The Cost of Dynamism (was Re: Pyhon 2.x or 3.x, which is faster?)

BartC bc at freeuk.com
Thu Mar 24 10:16:06 EDT 2016


On 24/03/2016 14:08, Jon Ribbens wrote:
> On 2016-03-24, BartC <bc at freeuk.com> wrote:
>> On 24/03/2016 13:50, Steven D'Aprano wrote:
>>> Likewise clearing a list:
>>>
>>> for i in range(len(mylist)-1, -1, 0):
>>>       del mylist[i]
>>
>> That's wouldn't be I'd call clearing a list, more like destroying it
>> completely!
>>
>> How would you actually clear a list by traversing it (ie. not just
>> building a new one)?
>>
>> This doesn't work:
>>
>>     for x in L:
>>        x=0
>>
>> as each x only refers to the value in each element of L, not the element
>> itself (like the pass-by-reference problem).
>>
>> I'd presumably have to do:
>>
>>    for i in range(len(L)):
>>      L[i]=0
>
> That's kind've a weird thing to want to do;

The thing I'm trying to demonstrate is changing an element of a list 
that you are traversing in a loop.

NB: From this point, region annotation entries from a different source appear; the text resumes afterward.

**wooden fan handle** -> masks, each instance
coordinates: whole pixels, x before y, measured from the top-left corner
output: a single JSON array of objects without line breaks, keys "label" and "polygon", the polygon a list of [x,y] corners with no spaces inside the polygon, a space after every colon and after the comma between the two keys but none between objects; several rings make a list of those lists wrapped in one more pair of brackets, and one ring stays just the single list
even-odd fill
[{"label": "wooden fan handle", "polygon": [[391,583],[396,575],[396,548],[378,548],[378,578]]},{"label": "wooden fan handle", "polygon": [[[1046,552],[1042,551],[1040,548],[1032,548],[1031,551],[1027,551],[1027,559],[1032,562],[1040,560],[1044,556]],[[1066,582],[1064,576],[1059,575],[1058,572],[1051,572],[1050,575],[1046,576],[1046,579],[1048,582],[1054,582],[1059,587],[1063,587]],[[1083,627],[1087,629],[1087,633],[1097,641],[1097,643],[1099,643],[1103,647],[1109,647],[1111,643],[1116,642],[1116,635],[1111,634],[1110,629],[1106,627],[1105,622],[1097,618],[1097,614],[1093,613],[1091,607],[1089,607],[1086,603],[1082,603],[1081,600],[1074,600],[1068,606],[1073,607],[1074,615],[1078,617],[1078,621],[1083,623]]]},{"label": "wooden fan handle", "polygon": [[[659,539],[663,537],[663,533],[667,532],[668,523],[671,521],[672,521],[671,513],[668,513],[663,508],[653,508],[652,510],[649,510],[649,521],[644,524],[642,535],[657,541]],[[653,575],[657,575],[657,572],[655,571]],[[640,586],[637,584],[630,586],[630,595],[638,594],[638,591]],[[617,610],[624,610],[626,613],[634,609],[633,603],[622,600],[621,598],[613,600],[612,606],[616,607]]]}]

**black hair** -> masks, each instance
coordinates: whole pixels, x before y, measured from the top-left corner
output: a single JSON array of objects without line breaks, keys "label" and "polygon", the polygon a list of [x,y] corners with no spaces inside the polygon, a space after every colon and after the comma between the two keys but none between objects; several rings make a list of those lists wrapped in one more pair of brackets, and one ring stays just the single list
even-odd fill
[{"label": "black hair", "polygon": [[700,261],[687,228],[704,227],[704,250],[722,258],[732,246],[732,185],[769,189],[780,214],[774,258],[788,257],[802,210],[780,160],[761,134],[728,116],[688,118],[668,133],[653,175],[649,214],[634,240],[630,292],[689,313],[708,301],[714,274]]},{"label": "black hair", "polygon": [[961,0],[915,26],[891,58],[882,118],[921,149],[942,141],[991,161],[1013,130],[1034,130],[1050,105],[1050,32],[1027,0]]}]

Not necessarily set all elements to 
the same value.

  if you thought you needed
> to do that then most likely what you should actually be doing is
> re-writing your code so you no longer need to. However, you could do:
>
>    L[:] = [0] * len(L)

OK, but that's just building a new list as I've already mentioned.

Or is the Pythonic way, when you want to change some elements of a list 
to just build a new one that incorporates those changes?